I realised the church deserved greater attention than I had previously given it and so I started in the church yard with the stones which are said to be on a ley line, at least that is the story I get from a book on Dorset stones and Earth Mysteries that finds significance in every stone.


The visitor's book proved to be very interesting as it is a record of people's visits to the village. Some come to remember a lost relative, other to discover one: there was a note from a Canadian family looking for their roots. I noticed a pilgrimage thrown in there too: a  bike ride to Canterbury. I remember making long bike rides before and doing so with a very different frame of reference, such as a trip from London to Sizewell nuclear power station on the Suffolk coast. I could try and call it a nuclear pilgrimage but I would be stretching a point as I basically wanted to ride and was looking for a destination to give the trip a sense of purpose. It is also good to remember that not all pilgrimages are deep spiritual experiences, Chaucer's Canterbury Tales reads as a more worldly holiday with a light religious packaging. 


My favourite entry was from one of the cricketer's who must have popping in while visiting the village for a match. I actually saw the team and so could understand his visit.


I then set off on a walk that I found in a 1983 guidebook to South Dorset. The book's directions got me going out of the village but the walk took an unexpected turn when I came across a couple of Danish students who had lost their way and were looking for the South Dorset Ridgeway (SDR). I was heading that way so could guide them and at the same time ask them all about their trip and how they ended up in Littlebredy. It seems as if it was a mistake that brought them there. They had been given a lift from a motorist and were dropped off not on the coast path but nearer the inland route (SDR). Following my out of date guidebook, I too would get lost as the signs were decayed and information out of date. Fortunately I had a proper map, too, that got us out of the village and them to the their path.
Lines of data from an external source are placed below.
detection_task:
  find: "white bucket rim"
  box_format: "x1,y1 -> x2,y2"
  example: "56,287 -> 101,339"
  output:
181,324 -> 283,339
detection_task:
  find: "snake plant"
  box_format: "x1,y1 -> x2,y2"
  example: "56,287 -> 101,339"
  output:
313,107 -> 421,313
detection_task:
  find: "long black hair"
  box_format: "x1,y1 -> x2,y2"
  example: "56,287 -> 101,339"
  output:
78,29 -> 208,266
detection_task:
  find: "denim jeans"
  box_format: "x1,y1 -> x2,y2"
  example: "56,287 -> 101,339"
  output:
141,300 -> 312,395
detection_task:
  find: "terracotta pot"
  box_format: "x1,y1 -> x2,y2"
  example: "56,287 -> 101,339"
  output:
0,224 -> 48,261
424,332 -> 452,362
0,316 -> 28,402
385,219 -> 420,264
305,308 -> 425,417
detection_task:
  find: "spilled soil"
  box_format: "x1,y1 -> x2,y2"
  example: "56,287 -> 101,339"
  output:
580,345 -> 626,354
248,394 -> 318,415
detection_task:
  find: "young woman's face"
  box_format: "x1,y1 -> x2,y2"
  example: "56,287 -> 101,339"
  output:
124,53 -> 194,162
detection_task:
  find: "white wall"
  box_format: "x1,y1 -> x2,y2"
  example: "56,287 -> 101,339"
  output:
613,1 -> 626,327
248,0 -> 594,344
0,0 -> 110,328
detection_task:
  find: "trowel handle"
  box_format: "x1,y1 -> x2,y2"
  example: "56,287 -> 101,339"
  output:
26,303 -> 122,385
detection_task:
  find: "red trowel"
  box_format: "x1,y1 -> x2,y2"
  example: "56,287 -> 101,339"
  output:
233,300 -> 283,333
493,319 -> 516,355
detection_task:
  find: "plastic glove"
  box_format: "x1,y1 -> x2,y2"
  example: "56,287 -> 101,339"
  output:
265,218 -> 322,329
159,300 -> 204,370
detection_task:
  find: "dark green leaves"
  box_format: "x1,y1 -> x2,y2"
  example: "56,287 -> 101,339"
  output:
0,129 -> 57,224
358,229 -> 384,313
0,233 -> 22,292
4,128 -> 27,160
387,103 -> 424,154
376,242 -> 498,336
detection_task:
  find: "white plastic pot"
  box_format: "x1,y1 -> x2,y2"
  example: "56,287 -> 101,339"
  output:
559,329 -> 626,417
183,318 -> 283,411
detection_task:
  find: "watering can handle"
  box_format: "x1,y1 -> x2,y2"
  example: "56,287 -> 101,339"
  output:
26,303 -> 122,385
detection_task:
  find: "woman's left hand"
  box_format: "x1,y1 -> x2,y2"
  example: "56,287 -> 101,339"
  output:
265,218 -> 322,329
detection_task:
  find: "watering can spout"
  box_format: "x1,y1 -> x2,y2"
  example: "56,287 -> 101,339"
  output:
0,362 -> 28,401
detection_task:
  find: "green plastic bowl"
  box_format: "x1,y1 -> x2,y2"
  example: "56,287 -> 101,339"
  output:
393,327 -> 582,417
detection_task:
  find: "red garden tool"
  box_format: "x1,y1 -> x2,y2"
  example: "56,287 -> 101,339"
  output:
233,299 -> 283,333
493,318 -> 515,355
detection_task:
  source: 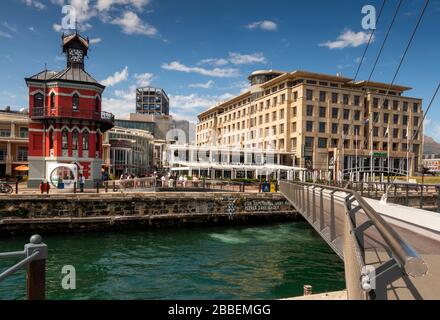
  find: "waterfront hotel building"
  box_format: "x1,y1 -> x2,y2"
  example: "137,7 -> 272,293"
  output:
196,70 -> 423,177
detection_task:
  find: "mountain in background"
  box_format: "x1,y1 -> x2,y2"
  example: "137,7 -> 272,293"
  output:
423,136 -> 440,154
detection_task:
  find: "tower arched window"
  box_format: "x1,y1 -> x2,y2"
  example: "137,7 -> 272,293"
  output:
34,93 -> 44,108
50,92 -> 55,110
72,93 -> 79,110
61,129 -> 69,150
72,129 -> 79,150
83,131 -> 89,150
49,129 -> 53,150
95,132 -> 101,152
95,97 -> 99,111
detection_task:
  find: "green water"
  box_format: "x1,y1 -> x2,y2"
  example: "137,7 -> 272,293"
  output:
0,222 -> 345,299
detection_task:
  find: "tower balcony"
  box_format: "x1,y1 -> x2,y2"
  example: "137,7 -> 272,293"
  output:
30,108 -> 115,128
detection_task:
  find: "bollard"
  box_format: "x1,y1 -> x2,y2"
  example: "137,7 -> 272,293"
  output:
304,284 -> 313,296
24,235 -> 47,300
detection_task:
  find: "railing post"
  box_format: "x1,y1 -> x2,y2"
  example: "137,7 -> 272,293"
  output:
319,189 -> 324,231
406,184 -> 409,207
330,191 -> 336,241
24,235 -> 47,300
435,186 -> 440,213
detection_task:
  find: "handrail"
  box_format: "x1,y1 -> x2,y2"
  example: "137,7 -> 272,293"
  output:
288,182 -> 428,277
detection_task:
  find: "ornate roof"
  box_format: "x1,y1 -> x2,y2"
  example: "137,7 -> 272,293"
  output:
26,67 -> 105,88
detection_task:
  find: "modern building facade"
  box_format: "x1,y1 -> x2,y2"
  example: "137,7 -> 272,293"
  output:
0,108 -> 29,178
25,32 -> 114,187
103,127 -> 154,179
196,70 -> 423,176
136,87 -> 170,115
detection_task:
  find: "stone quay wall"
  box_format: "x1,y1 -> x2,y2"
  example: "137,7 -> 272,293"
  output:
0,192 -> 300,234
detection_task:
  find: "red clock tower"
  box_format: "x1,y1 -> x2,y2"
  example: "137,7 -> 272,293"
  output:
25,32 -> 114,187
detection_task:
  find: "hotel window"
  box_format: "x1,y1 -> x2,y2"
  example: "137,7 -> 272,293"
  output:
72,129 -> 78,150
95,97 -> 100,111
413,103 -> 419,112
304,137 -> 314,148
318,138 -> 327,149
34,93 -> 44,108
61,129 -> 69,150
373,98 -> 379,108
413,117 -> 419,127
17,147 -> 28,162
50,92 -> 55,109
280,123 -> 284,134
354,96 -> 361,106
72,93 -> 79,110
83,131 -> 89,150
373,127 -> 379,137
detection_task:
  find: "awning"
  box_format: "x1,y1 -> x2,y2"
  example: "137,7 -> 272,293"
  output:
14,165 -> 29,171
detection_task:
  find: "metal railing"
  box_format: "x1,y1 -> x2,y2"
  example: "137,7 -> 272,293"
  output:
104,177 -> 249,192
31,107 -> 115,123
0,235 -> 47,300
280,181 -> 427,299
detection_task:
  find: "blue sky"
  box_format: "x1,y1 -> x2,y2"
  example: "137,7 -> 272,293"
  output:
0,0 -> 440,136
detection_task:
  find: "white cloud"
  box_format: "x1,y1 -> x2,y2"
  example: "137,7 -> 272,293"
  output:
96,0 -> 150,11
245,20 -> 278,31
0,30 -> 12,39
188,80 -> 215,89
162,61 -> 240,78
101,66 -> 128,87
319,29 -> 374,49
2,22 -> 17,32
134,72 -> 154,87
229,53 -> 267,65
111,11 -> 159,37
22,0 -> 46,10
90,38 -> 102,44
197,58 -> 229,66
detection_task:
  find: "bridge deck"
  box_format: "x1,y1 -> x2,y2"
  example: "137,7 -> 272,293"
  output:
285,182 -> 440,300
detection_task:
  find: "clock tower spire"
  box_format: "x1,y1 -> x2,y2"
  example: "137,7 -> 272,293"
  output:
62,30 -> 89,70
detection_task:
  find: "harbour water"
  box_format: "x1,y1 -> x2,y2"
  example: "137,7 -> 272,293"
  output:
0,222 -> 345,299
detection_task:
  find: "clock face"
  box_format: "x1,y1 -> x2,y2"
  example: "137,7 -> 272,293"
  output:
69,49 -> 83,63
After many questions about their trip, I put them on the path and took a highly circuitous route to these stones. The guidebook was interesting in that it was written as if there was a set route but then the writer said that he could not find it so took an alternative. His route was therefore already somewhat improvised back in 1983; mine much more so 30 years later. Not finding a direct path to these stones added hours to my journey. Arriving was an anti-climax as there was little to see, though I later read in my book on Earth Mysteries, there is rumoured to have been concealed, within the burial mound, a solid gold coffin.


The route then took me to the next stone circle that is flat but nonetheless clearly laid out. I'm currently reading a book that suggests these stones have a site-memory and may be instrumental in saving the planet at a future point in time. I find that a little hard to swallow, but then again, my experience was coloured by having to climb over barbed wire fence to approach them as my guidebook was so vague and out of date. The fact that the book was obsolete was at first frustrating, but I have come to see potential in this as it leaves a gap between what is described and what is seen and in the gap something interesting can happen.


Also on my mind as I was tramping up and down was the state of my feet. I have been taking a Chinese remedy to burn off a wart on my toe, the red patch in the picture. It seems to be working but it is a slow and grizzly process that doesn't combine well with camping and hiking. Still, fixing my feet seems like an important thing to do and I was very happy to discover a specialist foot clinic just before I left Beijing that said they could remove the growth. Quiet and undercover, these things remain significant in how I experience a place, that's why they are not quiet and undercover here on the blog. A challenge for me in constructing a route for Littlebredy will be introduce a wart like element, as all the existing dimensions are really quite attractive. That is not to say I want to see problems where they don't exist, but rather, that there must be some depth to the work and hidden processes that can be made visible through constructing a tour.